Ferguson: Between Police And Protesters, Locals Are Caught In The Middle
Ferguson, Mo. -- For more than a week, demonstrators have taken to the streets of this St. Louis suburb to protest the killing of 18-year-old Michael Brown. There have been moments of danger and unease, with a handful of arrests, the presence of armored cars, the use of tear gas and incidents of looting.
The heart of the commotion is on one of Ferguson's main streets populated with restaurants, stores and markets. But just a few hundred feet away is a leafy residential area populated by families who have nowhere to go when the chaos comes their way -- and they're getting frustrated.

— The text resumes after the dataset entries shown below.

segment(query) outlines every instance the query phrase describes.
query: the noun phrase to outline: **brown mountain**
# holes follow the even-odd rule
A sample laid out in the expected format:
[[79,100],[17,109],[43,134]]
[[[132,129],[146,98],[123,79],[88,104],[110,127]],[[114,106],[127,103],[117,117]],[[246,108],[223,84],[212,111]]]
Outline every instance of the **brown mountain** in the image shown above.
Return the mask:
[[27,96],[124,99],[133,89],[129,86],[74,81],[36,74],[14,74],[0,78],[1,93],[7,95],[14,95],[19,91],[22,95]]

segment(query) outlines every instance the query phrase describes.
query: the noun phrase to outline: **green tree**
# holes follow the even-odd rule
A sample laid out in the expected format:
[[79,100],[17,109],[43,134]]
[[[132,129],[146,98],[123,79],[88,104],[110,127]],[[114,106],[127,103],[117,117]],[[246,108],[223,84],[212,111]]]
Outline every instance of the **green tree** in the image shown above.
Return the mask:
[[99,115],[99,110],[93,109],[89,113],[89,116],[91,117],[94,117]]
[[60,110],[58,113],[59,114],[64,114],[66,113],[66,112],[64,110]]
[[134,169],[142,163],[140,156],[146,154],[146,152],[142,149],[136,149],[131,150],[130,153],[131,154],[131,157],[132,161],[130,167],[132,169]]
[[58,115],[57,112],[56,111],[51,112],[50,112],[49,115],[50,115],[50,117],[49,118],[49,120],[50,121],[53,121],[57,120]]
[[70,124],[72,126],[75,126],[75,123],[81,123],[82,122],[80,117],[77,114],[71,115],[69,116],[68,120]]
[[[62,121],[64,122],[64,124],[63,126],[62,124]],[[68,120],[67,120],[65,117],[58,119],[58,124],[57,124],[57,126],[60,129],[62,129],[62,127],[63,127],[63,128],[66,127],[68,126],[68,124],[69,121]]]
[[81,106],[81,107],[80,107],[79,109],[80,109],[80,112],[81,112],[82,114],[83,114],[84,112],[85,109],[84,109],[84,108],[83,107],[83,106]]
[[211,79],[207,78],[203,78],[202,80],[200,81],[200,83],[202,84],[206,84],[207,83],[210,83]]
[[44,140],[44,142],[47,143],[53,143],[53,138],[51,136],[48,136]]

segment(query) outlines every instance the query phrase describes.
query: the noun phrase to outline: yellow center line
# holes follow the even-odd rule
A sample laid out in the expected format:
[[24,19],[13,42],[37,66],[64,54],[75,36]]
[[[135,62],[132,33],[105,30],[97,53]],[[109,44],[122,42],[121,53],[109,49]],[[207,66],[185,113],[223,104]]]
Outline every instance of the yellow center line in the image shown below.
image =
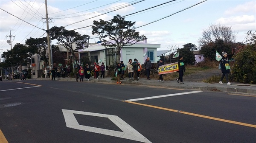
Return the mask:
[[249,95],[242,95],[242,94],[232,94],[232,93],[228,93],[227,94],[231,95],[234,95],[243,96],[250,96],[250,97],[256,97],[256,96]]
[[20,83],[20,84],[29,84],[29,85],[37,86],[38,86],[38,87],[42,87],[42,86],[43,86],[43,85],[34,84],[29,84],[29,83],[24,83],[24,82],[16,82],[16,81],[13,81],[13,82],[15,82],[15,83]]
[[0,143],[8,143],[7,140],[5,138],[4,135],[0,129]]
[[217,118],[210,117],[210,116],[205,116],[205,115],[200,115],[200,114],[190,113],[190,112],[186,112],[180,111],[177,110],[175,110],[175,109],[168,109],[168,108],[163,108],[163,107],[161,107],[153,106],[153,105],[143,104],[137,103],[137,102],[132,102],[132,101],[123,101],[134,104],[141,105],[141,106],[145,106],[145,107],[147,107],[154,108],[156,108],[156,109],[162,109],[162,110],[167,110],[167,111],[171,111],[171,112],[179,112],[180,113],[188,115],[192,115],[192,116],[201,117],[201,118],[207,118],[207,119],[216,120],[216,121],[222,121],[222,122],[231,123],[233,123],[233,124],[235,124],[247,126],[249,126],[249,127],[250,127],[256,128],[256,125],[250,124],[246,123],[236,122],[236,121],[231,121],[231,120],[223,119],[218,118]]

“I’m supportive of what happened, I would like justice just as well as anybody else,” said Mark Davis as he pulled his car up to the intersection of Clarion Drive and Canfield Street, a few feet from the spot where Officer Darren Wilson shot Brown over a week earlier. “But I believe police are forgetting that people live here.”
Since the demonstrations began, police have placed concrete blockades at various intersections in the neighborhood, some reinforced with piles of sticks from a downed tree. The obstacles are intended to make it easier for law enforcement to track violent suspects who may flee into the area, but it’s just another one of the ways life is now more difficult for people living so close to the action.
Officers also often block entrances to the neighborhood with squad cars or armored vehicles as the nights go on, and trying to get through isn’t easy. Residents say police make them step away from their cars and show identification to prove they live in the area. Some say that when they drive up, cops have guns drawn and trained on them.
“It sucks,” Davis said. “What did I have to do with what went on? I have to live here, this is my neighborhood. I don’t need to feel like I’m at an ECP,” he said. Davis, a military veteran, was referring to military "entry control points" in war zones.
Much of the commotion in the past 10 days has occurred in front of the QuikTrip convenience store and gas station. When officers decided the crowd was becoming unsafe, they would line up across the street and ask them to disperse. If that failed, police donned gas masks and showered the crowd with tear gas cannisters, enveloping the whole area in thick white smoke -- sending protesters scattering into the residential areas.
While locals are supportive of the protesters, they worry for themselves and their families.
“At night we just stay in the house now, it’s safer,” said Angela Tomlin, 36, who lives on Glen Owen Drive.
“It feels awful in here,” Tomlin said. “There was nothing we could say or do, it just happens.”
Protesters have sometimes roamed the quiet streets in small groups. Tomlin said that when she tucks her kids in at night, she makes sure they aren’t near any windows that demonstrators might break.
“I think protesting is a good thing but the negative part is just too bad,” she said. At night, Tomlin hears the helicopters flying over and protesters setting off fireworks, and smells the tear gas drifting from the conflict areas.
“I feel like they’re being selfish, this needs to stop,” she said.